AbbVie angles for hep C spotlight as Merck shoulders to the front

Courtesy of AbbVie

While AbbVie ($ABBV) is widely expected to be the second entrant to the soon-to-explode market for hepatitis C cocktail drugs after standard-bearer Gilead Sciences ($GILD), promising data from latecomer Merck ($MRK) have analysts relegating the Illinois company to third place despite some excellent late-stage results.

At this week's International Liver Congress in London, AbbVie is trumpeting stellar Phase III results from its three-drug combination, which posted 12-week cure rates upward of 96% in patients with hard-to-treat genotype 1 hep C and in those who've already failed to derive a benefit from previous treatment. The results, published in The New England Journal of Medicine, are part of AbbVie's expansive late-stage program in which it tracked more than 2,300 patients, and the data will support an application for FDA approval expected this quarter.

If all goes according to plan, AbbVie will hit the market just a few months behind Gilead Sciences, which in February submitted an FDA app for a hep C cocktail that combines its blockbuster Sovaldi with the NS5A inhibitor ledipasvir.

But despite AbbVie's promising late-stage results and substantial head start, analysts now expect late entrant Merck to snag second place in the multibillion-dollar market with its Phase II combination of the antivirals MK-5172 and MK-8742. In mid-stage results unveiled at the same conference, Merck's all-oral cocktail posted a 12-week cure rate of 98% in genotype 1 patients, leading ISI's Mark Schoenebaum to speculate that peak estimates for the drug could rise as high as $3.2 billion and Citi analyst Yaron Werber to pencil the company in for an eventual second-place spot behind Gilead.
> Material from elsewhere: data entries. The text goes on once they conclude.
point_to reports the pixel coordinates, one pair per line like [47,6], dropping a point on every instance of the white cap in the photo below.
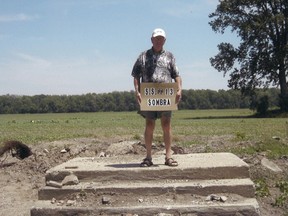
[158,32]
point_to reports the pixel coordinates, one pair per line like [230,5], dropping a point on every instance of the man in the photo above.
[157,65]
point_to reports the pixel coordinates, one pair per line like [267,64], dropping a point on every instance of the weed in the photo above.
[262,189]
[283,198]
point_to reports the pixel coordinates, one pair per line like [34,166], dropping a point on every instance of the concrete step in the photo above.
[245,207]
[243,187]
[191,166]
[130,189]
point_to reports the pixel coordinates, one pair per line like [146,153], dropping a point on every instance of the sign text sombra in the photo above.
[158,96]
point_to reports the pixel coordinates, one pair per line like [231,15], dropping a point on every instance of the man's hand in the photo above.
[178,96]
[138,97]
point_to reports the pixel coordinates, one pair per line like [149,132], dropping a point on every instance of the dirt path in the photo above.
[21,179]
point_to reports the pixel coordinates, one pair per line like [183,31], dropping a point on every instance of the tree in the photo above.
[261,59]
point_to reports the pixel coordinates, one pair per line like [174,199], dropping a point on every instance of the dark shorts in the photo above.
[155,114]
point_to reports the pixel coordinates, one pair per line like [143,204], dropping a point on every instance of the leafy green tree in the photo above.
[261,59]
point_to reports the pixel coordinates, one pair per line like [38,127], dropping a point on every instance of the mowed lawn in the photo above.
[235,123]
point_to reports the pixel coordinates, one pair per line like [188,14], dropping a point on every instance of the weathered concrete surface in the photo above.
[242,187]
[151,190]
[191,166]
[243,208]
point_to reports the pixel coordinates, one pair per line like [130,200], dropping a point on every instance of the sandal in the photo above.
[170,162]
[147,162]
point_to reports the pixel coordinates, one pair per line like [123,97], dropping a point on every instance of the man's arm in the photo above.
[178,80]
[137,89]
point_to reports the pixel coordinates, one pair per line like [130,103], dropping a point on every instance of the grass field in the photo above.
[194,124]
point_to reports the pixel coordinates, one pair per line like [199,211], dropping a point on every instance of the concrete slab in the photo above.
[247,207]
[242,187]
[191,166]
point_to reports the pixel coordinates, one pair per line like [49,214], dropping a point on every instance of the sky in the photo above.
[74,47]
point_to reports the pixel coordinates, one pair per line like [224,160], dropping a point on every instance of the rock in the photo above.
[223,198]
[70,202]
[53,201]
[63,151]
[270,165]
[120,148]
[70,180]
[106,200]
[54,184]
[102,154]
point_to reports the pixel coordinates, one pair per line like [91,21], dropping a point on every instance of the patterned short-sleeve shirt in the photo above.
[155,67]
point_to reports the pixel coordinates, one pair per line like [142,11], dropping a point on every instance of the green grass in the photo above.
[190,127]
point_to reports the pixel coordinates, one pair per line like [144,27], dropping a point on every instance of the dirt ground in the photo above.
[21,179]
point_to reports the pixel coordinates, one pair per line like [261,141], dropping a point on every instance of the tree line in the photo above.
[126,101]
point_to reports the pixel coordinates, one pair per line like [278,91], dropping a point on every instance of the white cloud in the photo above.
[33,60]
[17,17]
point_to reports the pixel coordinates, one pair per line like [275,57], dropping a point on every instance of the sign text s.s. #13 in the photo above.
[158,96]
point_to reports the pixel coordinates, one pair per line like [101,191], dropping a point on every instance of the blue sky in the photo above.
[89,46]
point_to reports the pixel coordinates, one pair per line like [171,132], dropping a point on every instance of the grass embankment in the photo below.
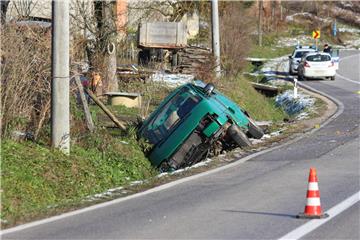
[37,180]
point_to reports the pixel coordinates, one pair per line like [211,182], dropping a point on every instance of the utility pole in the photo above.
[260,22]
[216,36]
[60,110]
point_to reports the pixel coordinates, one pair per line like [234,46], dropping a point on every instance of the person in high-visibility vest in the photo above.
[96,82]
[327,48]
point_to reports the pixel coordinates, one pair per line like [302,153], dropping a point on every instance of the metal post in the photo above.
[60,111]
[260,22]
[216,36]
[295,88]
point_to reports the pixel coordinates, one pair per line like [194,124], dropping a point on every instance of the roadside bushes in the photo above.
[235,26]
[25,78]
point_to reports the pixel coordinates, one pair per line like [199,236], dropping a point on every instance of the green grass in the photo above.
[257,105]
[35,179]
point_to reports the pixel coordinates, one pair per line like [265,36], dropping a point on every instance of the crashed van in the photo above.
[192,121]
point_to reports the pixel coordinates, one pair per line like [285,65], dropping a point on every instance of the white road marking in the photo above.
[347,79]
[180,181]
[314,224]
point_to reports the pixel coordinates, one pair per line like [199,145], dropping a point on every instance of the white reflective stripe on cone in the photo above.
[313,186]
[313,202]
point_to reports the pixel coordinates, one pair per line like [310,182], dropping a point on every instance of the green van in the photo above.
[194,119]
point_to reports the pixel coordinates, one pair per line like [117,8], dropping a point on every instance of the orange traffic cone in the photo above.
[313,206]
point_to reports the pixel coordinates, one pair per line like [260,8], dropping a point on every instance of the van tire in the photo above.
[238,136]
[254,130]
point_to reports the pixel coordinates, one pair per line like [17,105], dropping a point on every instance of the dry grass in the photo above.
[25,78]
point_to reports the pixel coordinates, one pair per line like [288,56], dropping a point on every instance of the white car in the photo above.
[316,65]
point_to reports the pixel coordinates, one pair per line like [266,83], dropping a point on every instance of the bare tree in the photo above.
[94,23]
[4,7]
[24,8]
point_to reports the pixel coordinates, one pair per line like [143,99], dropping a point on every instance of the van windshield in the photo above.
[172,113]
[318,58]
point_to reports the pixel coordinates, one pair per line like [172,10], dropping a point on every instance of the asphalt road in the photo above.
[257,199]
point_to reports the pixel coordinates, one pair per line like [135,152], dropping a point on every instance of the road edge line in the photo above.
[314,224]
[183,180]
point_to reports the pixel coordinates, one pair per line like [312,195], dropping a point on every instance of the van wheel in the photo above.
[254,130]
[300,77]
[238,136]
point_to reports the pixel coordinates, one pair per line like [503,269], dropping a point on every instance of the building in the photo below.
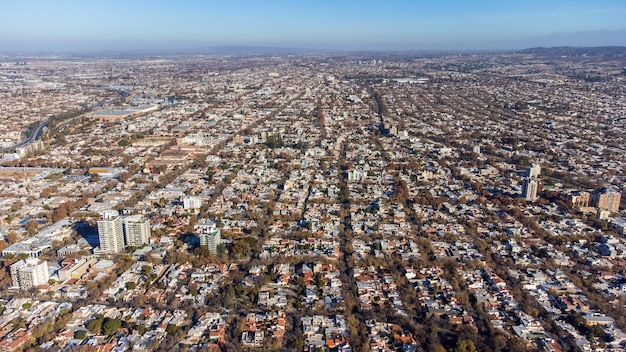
[29,273]
[533,171]
[530,183]
[110,232]
[209,234]
[580,199]
[136,230]
[192,203]
[529,189]
[606,198]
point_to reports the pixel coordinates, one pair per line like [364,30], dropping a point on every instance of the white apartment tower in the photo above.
[136,230]
[110,232]
[209,234]
[192,203]
[29,273]
[533,171]
[529,189]
[531,184]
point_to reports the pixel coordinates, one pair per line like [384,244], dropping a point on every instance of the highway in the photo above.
[34,136]
[37,133]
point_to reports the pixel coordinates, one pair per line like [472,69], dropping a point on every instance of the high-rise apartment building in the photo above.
[136,230]
[29,273]
[533,171]
[209,234]
[110,232]
[192,203]
[529,189]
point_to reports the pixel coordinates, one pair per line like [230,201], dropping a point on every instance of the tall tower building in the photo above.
[529,189]
[29,273]
[192,203]
[136,230]
[209,234]
[110,232]
[533,171]
[531,184]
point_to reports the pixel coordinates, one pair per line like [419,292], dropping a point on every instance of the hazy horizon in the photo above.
[62,26]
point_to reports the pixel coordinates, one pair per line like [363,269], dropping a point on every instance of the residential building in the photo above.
[136,230]
[192,203]
[209,234]
[607,198]
[29,273]
[110,232]
[529,189]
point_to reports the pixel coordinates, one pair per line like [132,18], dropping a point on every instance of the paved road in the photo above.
[35,135]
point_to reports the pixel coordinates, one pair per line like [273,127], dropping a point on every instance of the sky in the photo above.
[94,25]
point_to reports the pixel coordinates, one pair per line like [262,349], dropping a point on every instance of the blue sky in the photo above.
[348,24]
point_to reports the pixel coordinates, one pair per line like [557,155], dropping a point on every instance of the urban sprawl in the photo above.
[371,202]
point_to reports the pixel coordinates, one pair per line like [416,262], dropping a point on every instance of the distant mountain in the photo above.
[575,51]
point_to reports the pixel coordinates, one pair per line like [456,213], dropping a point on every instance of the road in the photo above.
[35,135]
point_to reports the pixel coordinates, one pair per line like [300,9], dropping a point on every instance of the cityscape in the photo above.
[314,201]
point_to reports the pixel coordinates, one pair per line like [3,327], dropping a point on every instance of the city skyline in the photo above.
[350,25]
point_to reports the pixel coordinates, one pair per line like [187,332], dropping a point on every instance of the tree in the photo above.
[111,326]
[95,326]
[12,237]
[171,329]
[465,346]
[31,226]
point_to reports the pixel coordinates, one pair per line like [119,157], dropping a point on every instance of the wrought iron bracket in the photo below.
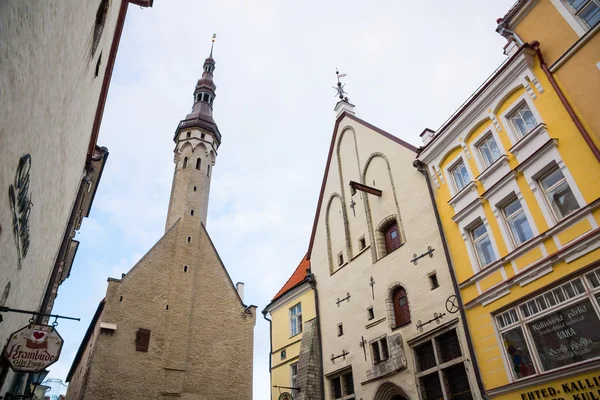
[344,299]
[334,357]
[429,253]
[436,317]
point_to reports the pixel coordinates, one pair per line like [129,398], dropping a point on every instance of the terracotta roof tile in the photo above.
[296,278]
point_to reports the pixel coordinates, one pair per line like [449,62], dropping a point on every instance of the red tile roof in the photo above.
[296,278]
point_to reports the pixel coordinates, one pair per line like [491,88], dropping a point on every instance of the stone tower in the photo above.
[197,139]
[175,325]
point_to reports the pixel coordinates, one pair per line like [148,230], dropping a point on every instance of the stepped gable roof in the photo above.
[298,277]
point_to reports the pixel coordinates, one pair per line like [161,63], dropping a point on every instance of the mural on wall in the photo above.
[20,204]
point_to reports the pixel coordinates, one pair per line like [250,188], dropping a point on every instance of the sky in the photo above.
[409,66]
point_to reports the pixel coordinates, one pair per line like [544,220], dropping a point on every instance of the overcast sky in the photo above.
[410,65]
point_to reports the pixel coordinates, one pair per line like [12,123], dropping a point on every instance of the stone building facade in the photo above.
[175,325]
[389,318]
[57,59]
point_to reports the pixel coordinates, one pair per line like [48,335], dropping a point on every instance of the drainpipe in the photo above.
[535,45]
[507,33]
[264,312]
[421,167]
[313,284]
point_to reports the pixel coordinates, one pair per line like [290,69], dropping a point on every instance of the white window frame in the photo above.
[479,159]
[296,317]
[508,218]
[537,168]
[450,178]
[522,321]
[480,239]
[513,135]
[545,191]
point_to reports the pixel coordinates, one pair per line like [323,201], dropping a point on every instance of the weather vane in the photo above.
[340,87]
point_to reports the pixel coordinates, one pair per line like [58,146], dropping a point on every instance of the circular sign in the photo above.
[452,304]
[33,348]
[286,396]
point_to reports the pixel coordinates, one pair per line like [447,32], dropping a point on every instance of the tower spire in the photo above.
[197,139]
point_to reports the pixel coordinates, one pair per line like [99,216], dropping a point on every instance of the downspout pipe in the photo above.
[264,313]
[422,168]
[313,284]
[535,45]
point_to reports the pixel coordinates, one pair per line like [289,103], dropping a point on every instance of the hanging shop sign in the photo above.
[33,348]
[20,205]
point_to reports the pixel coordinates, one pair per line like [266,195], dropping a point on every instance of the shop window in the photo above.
[401,307]
[516,220]
[460,175]
[296,319]
[555,329]
[441,370]
[558,193]
[522,120]
[342,386]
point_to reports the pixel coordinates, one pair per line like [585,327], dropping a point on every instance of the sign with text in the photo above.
[33,348]
[567,336]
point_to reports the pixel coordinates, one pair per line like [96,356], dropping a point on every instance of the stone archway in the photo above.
[390,391]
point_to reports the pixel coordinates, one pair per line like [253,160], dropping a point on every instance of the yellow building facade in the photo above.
[570,45]
[517,189]
[294,350]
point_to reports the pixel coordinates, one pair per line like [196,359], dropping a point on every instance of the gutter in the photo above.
[420,166]
[264,313]
[535,45]
[313,285]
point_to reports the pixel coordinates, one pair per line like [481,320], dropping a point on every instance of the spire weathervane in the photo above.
[340,87]
[212,44]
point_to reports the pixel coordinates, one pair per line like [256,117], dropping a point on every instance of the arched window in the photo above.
[401,309]
[391,236]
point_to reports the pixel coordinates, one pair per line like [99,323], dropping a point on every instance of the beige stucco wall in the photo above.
[404,190]
[49,99]
[201,347]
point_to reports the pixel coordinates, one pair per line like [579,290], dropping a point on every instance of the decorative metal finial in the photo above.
[340,86]
[212,44]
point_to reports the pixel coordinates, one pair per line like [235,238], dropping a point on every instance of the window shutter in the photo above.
[142,339]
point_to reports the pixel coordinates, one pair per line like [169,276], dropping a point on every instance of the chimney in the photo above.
[240,288]
[427,135]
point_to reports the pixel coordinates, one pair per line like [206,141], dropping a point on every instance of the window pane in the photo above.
[448,346]
[518,353]
[591,14]
[457,382]
[568,336]
[485,251]
[431,387]
[425,356]
[460,175]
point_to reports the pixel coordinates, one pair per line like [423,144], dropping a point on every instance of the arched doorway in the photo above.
[390,391]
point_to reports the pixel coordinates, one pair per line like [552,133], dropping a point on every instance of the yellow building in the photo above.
[518,193]
[570,46]
[295,345]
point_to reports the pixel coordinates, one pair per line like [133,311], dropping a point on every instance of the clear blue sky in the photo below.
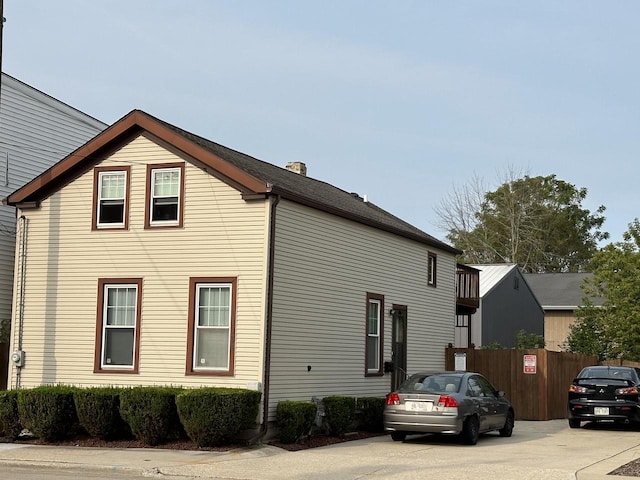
[398,100]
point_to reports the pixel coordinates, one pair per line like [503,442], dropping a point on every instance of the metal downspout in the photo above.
[22,258]
[268,320]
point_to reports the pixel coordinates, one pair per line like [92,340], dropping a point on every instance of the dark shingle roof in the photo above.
[251,175]
[315,192]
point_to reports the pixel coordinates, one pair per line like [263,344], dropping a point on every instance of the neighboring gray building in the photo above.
[36,130]
[560,295]
[507,305]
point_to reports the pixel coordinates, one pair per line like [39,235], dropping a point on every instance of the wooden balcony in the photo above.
[467,289]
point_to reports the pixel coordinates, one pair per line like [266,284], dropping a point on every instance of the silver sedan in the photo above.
[458,403]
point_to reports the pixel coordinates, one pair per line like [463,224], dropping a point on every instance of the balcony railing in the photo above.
[467,289]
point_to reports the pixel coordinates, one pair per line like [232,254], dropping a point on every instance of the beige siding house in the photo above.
[151,256]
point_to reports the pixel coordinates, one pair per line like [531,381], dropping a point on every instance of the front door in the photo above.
[399,345]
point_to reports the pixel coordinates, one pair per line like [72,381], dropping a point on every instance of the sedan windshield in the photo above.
[430,383]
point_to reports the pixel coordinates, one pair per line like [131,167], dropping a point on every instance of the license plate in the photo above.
[418,406]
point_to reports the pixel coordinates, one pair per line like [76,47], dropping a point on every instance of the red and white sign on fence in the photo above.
[530,363]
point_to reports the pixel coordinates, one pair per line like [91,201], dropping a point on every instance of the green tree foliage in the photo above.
[537,223]
[611,330]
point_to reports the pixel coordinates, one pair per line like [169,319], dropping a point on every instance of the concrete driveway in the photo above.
[538,450]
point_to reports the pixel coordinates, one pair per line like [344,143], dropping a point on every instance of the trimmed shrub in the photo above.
[295,419]
[151,413]
[370,410]
[213,416]
[98,411]
[340,412]
[48,412]
[10,426]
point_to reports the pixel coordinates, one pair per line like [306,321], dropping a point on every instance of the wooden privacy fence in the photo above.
[536,381]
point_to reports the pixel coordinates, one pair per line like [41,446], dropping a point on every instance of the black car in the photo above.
[604,393]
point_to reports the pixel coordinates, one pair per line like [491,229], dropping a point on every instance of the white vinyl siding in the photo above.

Merck's apparent leapfrogging is in part due to convenience: Like Gilead's fixed-dose combo, the MK-5172/MK-8742 cocktail is a once-a-day treatment. AbbVie's drug, on the other hand, uses three antiviral agents: ABT-267, ABT-333 and ABT-450/ritonavir, which was developed alongside partner Enanta Pharmaceuticals ($ENTA). Those overlapping mechanisms of action are exactly what disrupt hep C's replication process, but they require patients to handle multiple pills each day.

All that said, with efficacy fairly similar across all the players in the next generation of hep C treatments, the largest market share may go to the winner of a looming price war. Payers, patients and physicians have all decried Gilead's $1,000-a-pill hegemony with Sovaldi, and analysts expect Merck, AbbVie and fourth-place Bristol-Myers Squibb ($BMY) to get aggressive on pricing, driving down the cost of care and giving each a puncher's chance at leading the market.